Zenith Bank emerged as the leader, with a 10 per cent increase in its pre-tax profit, reaching N350.815 billion, up from N320.194 billion in Q1 2024. Fidelity Bank saw the most significant improvement, posting a remarkable 168 per cent rise in pre-tax profit to N105.77 billion, up from N39.498 billion in the same period last year. Other banks such as ETI, Access Holdings, UBA, Stanbic IBTC, Wema Bank, and FCMB Group also reported solid profits, totaling N267.305 billion, N222.782 billion, N204.266 billion, N116.415 billion, N41.158 billion, and N35.02 billion, respectively.
However, not all banks saw an uptick in their profitability. GTCO reported a significant decline of 41 per cent, with pre-tax profits falling to N300.377 billion from N509.349 billion in Q1 2024. First HoldCo also experienced a 20.4 per cent drop in its pre-tax profit, which decreased to N186.479 billion from N234.168 billion last year.
Segun Agbaje, Group CEO of GTCO, expressed optimism about the group’s future performance. “Our Q1 2025 performance reflects the strength of all our business verticals and our capacity to generate strong and sustainable earnings,” Agbaje said.

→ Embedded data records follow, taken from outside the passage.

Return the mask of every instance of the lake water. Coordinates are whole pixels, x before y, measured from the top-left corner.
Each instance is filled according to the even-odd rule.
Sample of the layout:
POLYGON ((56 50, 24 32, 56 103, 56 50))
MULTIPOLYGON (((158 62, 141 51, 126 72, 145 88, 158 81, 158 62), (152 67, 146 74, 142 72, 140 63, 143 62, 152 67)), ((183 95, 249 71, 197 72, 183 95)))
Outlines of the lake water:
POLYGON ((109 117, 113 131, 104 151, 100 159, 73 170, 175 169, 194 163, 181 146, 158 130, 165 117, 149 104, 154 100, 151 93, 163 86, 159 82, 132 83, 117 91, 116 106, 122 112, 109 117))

He added that GTCO was well-positioned to meet its projected profit targets for 2024 by the end of 2025.
Oliver Alawuba, Group Managing Director of UBA, attributed the bank’s performance to prudent risk management and customer-centric innovation. “Our results underscore the effectiveness of our core banking focus,” Alawuba said.
Financial analyst Tajudeen Olayinka attributed the strong profits to the banks’ ability to leverage currency revaluation and structured US dollar positions. “Most DMBs positioned their balance sheets to benefit from forex adjustments and high-yield assets,” Olayinka noted.
Ambrose Omordion, COO of InvestData Consulting, emphasized that the sustainability of future profits would depend on how well the banks manage their costs and handle the volatility of the naira. He cautioned that banks must also maintain asset quality in an increasingly demanding operating environment.
Looking ahead, analysts at CardinalStone Research believe the ongoing banking recapitalisation will yield positive long-term benefits, allowing banks to expand their interest-earning assets and enhance their digital platforms. They noted, however, that the relative stability of the exchange rate may limit the banks’ non-interest earnings growth, as lower fair value gains on derivatives could reduce their profitability in that area.